Wed Mar 14 20:42:24 UTC 2012

On 3/7/12 3:37 PM, Johannes Nix wrote:

> What Brian does around Ed25519 looks great.... What are the main speed
> bottlenecks in Tahoe-LAFS now? Could it be grid latencies / network
> bandwidth for fast systems and encoding for slow processors? And would
> a parallelized variant of the encoding make sense for a typical
> multicore consumer laptop?

Upload and download some large files and then look at the "Recent
Upload/Download Status" pages for them (linked from the Welcome Page):
that should give you some idea of how much time is spent for various
operations. Zfec encoding and AES encryption are pretty minimal: they
run at 10s or 100s of megabytes per second, at least on regular
laptop/desktop CPUs. SHA256 hashing is also really fast.

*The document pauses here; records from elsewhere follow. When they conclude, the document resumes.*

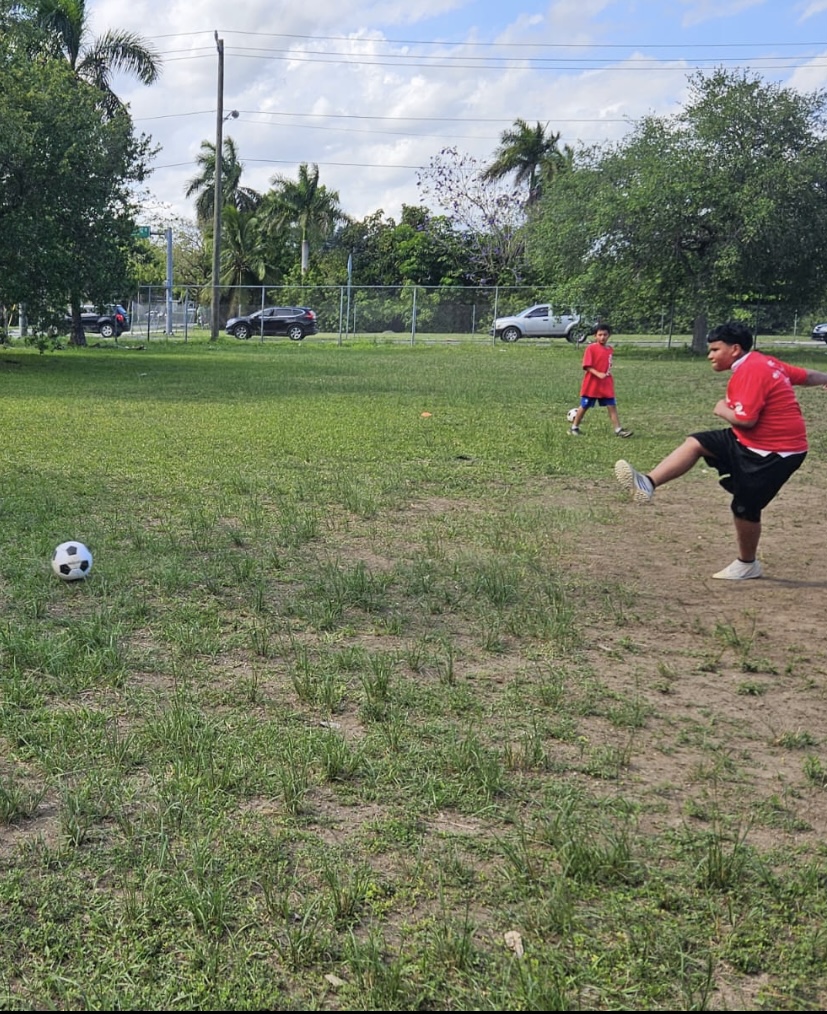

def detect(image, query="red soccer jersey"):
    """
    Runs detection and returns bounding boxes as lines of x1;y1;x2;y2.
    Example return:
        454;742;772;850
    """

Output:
727;351;807;453
580;342;614;397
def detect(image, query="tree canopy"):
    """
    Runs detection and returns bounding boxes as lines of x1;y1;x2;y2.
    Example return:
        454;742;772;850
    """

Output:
0;37;149;328
529;70;827;340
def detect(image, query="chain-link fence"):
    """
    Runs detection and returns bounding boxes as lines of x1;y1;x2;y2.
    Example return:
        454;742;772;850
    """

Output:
131;285;590;342
130;285;827;344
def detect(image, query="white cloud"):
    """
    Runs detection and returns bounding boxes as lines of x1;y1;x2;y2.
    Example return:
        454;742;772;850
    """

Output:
77;0;814;226
681;0;762;27
799;0;827;21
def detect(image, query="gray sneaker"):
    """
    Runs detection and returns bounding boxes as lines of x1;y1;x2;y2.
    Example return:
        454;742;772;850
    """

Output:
712;560;764;581
614;458;655;504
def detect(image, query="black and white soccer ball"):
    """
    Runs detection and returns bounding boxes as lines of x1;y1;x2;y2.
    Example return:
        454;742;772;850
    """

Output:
52;542;92;581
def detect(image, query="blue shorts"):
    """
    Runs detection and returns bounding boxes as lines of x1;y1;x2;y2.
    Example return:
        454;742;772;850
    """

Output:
580;394;617;409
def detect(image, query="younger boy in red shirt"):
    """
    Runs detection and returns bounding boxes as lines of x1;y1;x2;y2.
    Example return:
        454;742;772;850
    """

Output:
569;323;631;437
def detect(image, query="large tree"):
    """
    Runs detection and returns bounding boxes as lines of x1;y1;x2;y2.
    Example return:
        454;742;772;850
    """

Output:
0;37;149;343
417;147;526;285
530;70;827;346
262;162;348;276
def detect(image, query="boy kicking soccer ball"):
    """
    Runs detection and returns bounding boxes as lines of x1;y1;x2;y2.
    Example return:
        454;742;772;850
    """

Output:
614;320;827;581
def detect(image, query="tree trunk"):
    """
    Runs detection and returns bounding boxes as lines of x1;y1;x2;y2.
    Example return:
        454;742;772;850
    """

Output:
692;313;707;356
69;299;86;347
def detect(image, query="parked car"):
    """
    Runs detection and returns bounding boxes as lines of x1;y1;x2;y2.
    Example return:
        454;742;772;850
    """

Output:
224;306;318;342
64;303;132;338
491;303;588;345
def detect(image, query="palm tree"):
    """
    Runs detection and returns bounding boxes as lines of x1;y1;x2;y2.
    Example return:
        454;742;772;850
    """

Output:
267;162;348;275
25;0;161;116
482;120;566;204
184;137;261;228
221;206;268;316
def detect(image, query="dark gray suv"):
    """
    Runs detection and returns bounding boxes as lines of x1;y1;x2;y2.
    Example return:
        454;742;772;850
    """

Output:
224;306;318;342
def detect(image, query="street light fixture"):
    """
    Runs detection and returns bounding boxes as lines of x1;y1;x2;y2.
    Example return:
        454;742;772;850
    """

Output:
210;31;238;342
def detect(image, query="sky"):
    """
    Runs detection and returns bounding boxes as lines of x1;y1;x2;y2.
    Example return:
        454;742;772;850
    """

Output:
87;0;827;227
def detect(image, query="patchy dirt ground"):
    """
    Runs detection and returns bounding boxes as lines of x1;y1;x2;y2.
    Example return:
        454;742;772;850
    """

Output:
563;461;827;849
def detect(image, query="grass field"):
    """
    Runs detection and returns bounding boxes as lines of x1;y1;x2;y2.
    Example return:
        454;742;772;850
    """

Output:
0;340;827;1011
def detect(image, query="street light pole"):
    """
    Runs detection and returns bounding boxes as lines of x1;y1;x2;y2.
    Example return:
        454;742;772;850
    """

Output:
210;31;224;342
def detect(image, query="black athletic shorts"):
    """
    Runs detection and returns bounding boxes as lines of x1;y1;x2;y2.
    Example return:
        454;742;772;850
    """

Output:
692;429;807;521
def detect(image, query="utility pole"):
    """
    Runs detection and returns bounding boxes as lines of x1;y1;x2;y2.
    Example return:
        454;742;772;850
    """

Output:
210;31;224;342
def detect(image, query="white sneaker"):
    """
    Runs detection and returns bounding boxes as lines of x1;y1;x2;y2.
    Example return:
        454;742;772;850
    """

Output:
614;458;655;504
712;560;764;581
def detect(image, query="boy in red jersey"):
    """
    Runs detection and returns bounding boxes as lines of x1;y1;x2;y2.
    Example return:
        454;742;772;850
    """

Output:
614;320;827;581
569;323;631;437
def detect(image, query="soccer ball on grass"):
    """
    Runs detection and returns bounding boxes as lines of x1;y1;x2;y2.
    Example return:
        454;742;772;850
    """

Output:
52;542;92;581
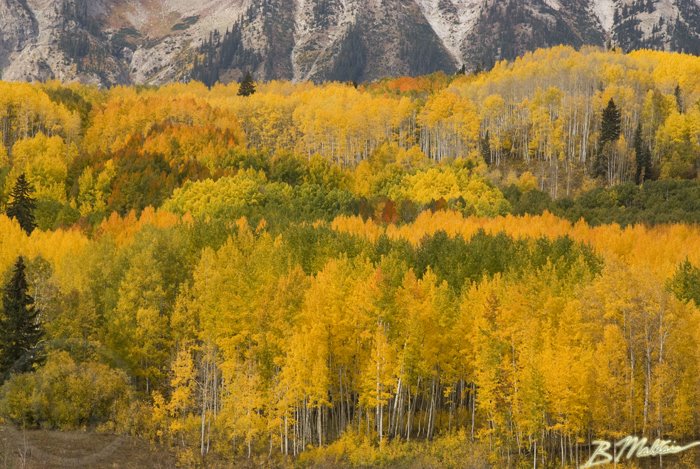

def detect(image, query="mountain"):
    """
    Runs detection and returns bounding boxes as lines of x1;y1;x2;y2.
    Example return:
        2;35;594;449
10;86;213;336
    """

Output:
0;0;700;86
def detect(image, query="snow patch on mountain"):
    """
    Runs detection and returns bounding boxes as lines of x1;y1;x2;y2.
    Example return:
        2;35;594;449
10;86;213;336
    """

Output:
591;0;618;33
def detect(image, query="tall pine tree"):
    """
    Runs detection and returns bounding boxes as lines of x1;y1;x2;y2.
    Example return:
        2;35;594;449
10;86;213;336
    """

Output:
634;123;651;184
7;174;36;234
594;98;622;176
238;72;255;96
0;256;44;379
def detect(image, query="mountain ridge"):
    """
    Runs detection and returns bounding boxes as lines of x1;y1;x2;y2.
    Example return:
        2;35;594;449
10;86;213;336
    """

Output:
0;0;700;86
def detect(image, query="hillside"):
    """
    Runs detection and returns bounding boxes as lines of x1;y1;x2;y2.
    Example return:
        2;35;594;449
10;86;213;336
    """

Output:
0;0;700;86
0;46;700;469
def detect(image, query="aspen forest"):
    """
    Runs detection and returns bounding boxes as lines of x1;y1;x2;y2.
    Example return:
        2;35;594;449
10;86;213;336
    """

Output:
0;46;700;468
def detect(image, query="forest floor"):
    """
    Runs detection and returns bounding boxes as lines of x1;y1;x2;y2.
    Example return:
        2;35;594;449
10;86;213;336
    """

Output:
0;426;175;469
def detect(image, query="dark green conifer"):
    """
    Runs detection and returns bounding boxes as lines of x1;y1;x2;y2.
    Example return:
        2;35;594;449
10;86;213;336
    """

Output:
7;174;36;234
0;256;44;380
238;72;255;96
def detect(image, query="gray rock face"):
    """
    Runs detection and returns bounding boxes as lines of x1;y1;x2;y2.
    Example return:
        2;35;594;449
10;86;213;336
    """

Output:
0;0;700;86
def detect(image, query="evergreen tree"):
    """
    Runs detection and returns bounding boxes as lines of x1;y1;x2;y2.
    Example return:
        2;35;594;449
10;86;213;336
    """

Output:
634;123;651;184
238;72;255;96
673;85;684;114
600;98;622;148
7;174;36;234
594;98;622;176
0;257;44;379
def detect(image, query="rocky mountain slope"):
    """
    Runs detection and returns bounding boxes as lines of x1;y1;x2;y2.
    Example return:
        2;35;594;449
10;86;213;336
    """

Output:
0;0;700;85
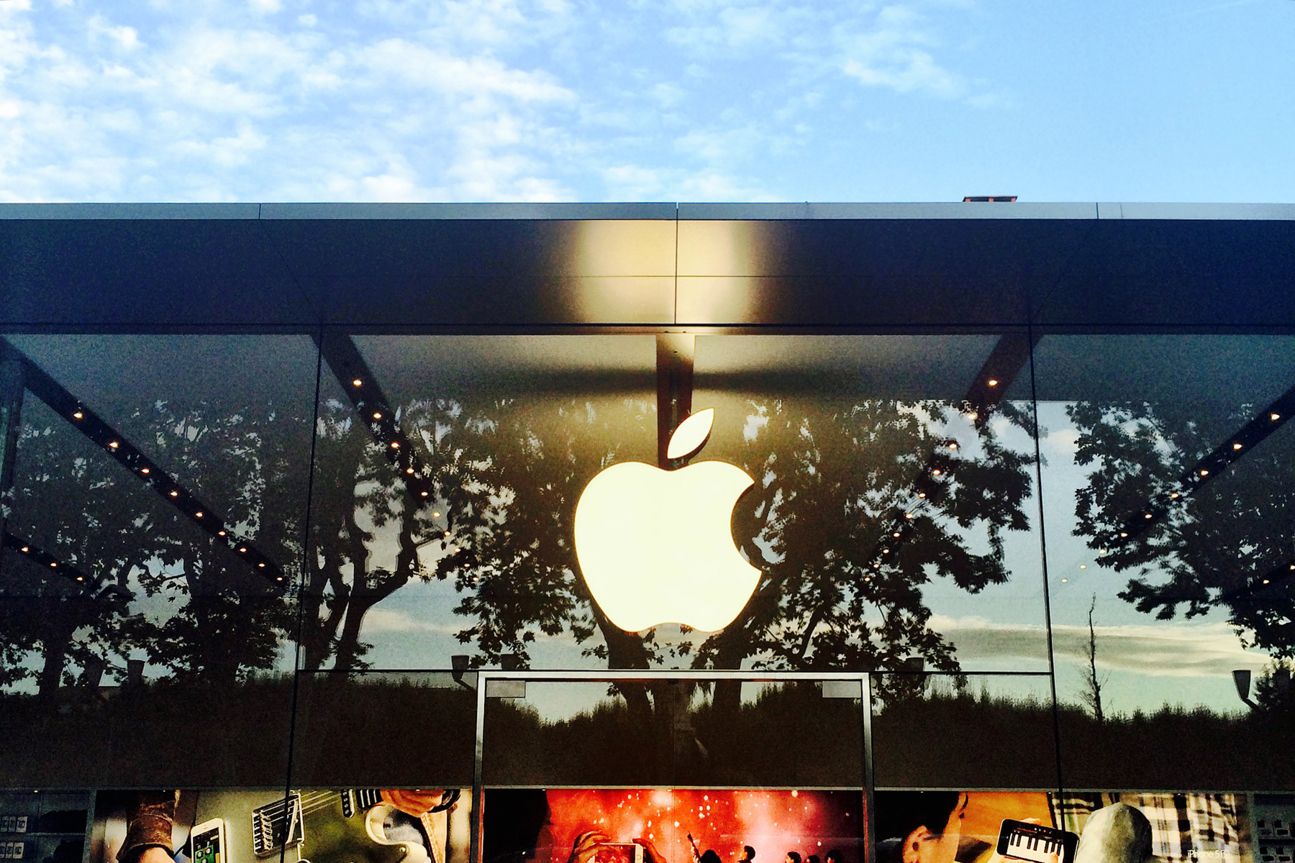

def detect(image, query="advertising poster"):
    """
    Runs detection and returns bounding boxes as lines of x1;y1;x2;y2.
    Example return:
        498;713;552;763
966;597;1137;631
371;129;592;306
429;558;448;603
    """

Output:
483;788;862;863
88;788;471;863
874;790;1252;863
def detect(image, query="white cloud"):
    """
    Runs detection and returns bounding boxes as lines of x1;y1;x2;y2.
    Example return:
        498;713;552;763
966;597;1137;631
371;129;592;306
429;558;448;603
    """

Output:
364;606;460;635
840;5;967;98
931;616;1269;678
87;16;140;51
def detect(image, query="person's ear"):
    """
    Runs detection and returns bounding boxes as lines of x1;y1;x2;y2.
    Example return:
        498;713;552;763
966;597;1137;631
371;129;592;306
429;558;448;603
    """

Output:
900;827;931;863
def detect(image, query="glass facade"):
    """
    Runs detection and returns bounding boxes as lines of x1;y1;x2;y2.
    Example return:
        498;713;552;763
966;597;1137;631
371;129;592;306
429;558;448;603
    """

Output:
0;202;1295;863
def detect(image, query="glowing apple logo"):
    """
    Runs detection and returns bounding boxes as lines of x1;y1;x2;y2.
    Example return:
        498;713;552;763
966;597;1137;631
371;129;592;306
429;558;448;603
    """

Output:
575;409;760;632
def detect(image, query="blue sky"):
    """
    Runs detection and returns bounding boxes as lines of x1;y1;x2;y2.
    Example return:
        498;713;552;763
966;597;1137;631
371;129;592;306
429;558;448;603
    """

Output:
0;0;1295;202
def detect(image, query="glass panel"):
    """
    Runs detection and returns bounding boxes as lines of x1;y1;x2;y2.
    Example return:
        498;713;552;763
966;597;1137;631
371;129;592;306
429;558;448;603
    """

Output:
693;334;1048;671
291;671;477;788
873;673;1057;789
0;330;315;787
1037;336;1295;789
483;680;864;788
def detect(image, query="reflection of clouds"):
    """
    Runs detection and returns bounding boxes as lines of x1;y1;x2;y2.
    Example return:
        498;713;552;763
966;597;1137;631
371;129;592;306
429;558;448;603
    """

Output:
364;608;462;635
931;616;1269;678
1039;426;1079;457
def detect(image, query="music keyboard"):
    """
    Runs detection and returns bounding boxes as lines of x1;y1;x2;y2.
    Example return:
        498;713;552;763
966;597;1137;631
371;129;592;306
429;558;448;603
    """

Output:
998;819;1079;863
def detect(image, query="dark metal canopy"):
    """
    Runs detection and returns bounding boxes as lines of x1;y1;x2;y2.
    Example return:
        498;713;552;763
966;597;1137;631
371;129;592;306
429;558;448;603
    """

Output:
0;203;1295;329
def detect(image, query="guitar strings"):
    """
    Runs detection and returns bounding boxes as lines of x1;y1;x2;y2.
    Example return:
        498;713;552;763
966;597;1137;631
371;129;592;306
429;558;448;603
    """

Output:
255;792;445;820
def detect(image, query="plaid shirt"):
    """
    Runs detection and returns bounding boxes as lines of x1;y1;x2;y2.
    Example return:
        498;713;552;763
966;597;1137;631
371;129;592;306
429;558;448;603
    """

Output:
1048;792;1250;863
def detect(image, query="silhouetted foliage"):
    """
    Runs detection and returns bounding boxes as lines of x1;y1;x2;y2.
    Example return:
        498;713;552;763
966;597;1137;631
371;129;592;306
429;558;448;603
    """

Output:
1067;399;1295;658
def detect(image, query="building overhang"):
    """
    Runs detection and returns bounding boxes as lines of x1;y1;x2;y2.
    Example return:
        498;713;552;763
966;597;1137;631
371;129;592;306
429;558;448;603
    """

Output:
0;203;1295;330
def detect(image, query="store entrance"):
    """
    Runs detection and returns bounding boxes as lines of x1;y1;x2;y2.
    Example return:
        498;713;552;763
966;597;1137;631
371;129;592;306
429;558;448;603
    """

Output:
473;671;872;863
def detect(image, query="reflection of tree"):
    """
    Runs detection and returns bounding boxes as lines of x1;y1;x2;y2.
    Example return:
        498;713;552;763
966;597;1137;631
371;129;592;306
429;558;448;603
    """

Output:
5;400;304;692
306;394;1032;694
1067;399;1295;657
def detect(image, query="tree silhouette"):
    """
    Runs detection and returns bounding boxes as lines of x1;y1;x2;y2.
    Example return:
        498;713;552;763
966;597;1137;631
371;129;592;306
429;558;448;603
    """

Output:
1066;399;1295;658
306;383;1032;704
4;399;304;693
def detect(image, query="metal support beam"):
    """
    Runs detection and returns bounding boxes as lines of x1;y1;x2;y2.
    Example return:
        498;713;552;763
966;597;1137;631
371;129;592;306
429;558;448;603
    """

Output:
657;333;697;468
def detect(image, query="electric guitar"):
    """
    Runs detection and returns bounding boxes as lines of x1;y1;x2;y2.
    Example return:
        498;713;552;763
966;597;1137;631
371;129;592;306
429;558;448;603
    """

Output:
91;788;458;863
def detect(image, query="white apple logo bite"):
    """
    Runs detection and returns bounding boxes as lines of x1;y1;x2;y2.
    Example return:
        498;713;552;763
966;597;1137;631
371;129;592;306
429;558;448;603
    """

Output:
575;409;760;632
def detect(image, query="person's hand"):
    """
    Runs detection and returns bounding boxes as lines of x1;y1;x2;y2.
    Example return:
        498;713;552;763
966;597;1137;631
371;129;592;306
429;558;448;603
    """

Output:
567;831;611;863
378;788;443;813
635;836;666;863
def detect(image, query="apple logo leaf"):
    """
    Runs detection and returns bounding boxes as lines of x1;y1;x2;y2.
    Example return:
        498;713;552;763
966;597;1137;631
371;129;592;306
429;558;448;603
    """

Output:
666;408;715;459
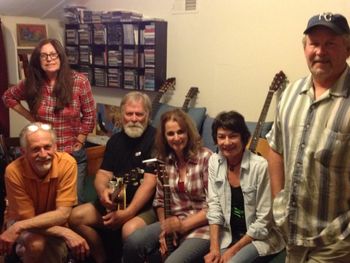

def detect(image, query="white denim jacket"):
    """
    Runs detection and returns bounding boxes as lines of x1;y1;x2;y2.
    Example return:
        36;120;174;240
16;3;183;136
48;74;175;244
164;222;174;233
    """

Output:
207;150;285;256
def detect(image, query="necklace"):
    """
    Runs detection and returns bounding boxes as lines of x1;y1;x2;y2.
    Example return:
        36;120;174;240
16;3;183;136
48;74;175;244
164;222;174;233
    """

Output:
227;156;242;171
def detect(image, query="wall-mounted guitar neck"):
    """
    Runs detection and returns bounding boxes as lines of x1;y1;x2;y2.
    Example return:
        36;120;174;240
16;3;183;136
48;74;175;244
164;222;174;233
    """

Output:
249;70;287;155
181;87;199;112
151;78;176;120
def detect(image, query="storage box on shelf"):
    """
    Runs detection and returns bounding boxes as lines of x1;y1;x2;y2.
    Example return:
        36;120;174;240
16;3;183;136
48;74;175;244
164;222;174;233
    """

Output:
65;20;167;91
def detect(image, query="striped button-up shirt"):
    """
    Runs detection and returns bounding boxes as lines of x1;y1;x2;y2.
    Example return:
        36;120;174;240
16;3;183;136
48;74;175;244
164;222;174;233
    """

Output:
3;71;96;153
153;148;211;239
267;67;350;247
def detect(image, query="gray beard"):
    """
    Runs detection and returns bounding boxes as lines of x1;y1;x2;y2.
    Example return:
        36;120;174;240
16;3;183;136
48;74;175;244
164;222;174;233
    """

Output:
124;125;145;138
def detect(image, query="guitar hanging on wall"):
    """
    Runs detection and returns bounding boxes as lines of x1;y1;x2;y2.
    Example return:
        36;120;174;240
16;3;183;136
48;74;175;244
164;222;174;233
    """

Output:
181;87;199;112
248;70;287;156
151;77;176;120
143;158;175;262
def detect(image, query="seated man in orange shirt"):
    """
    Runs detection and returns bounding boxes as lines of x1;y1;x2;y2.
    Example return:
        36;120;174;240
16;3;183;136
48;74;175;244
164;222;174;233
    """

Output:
0;123;89;262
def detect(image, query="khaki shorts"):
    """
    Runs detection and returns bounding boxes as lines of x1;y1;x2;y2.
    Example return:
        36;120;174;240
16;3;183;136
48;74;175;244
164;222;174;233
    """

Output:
16;232;68;263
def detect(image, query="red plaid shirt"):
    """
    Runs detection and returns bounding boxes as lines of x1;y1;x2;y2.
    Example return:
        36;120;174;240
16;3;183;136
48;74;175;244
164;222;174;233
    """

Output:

The biggest overhead right now appears to be Foolscap serialization and
underutilization of the network (latency and insufficient pipelining). I
wrote a d3.js-based visualizer for the immutable download side: it shows
that the new downloader, while it transfers fewer bytes than the old
one, runs slower in some circumstances because it's now making a lot of
tiny requests, and the per-request overhead is significant. I'd like to
build a similar visualizer for the upload side to investigate how the
latency between subsequent block writes affects total throughput.

Moving from Foolscap to HTTP is likely to help some of this, as is the
protocol rethinking that will be a part of that effort. Revisiting the
encoding protocol is also on the table: at PyCon last week we talked
about appending the block-hash-tree uncle-chain to each block, instead
of having just one big tree, to allow each block read to use a single
contiguous read() call, at a slight cost in storage overhead.

We're really interested in smaller CPUs, like ARM-based FreedomBox /
PogoPlug / NAS boxes. My first interest is in making these into good
servers, which means minimzing the work that a storage server must
perform. Minimizing RAM usage (perhaps by making some features optional,
so we can load less code into memory) should help make them work better
as clients too. And having something to cross-compile the binary
packages that tahoe needs should help get tahoe installed on those boxes
faster: currently it can take a couple of hours to compile everything
necessary. I'd like to get some buildslaves running that just do
performance-testing of a pre-compiled Tahoe build on small boxes (our
current buildslaves are mostly focussed on the build itself).

cheers,
 -Brian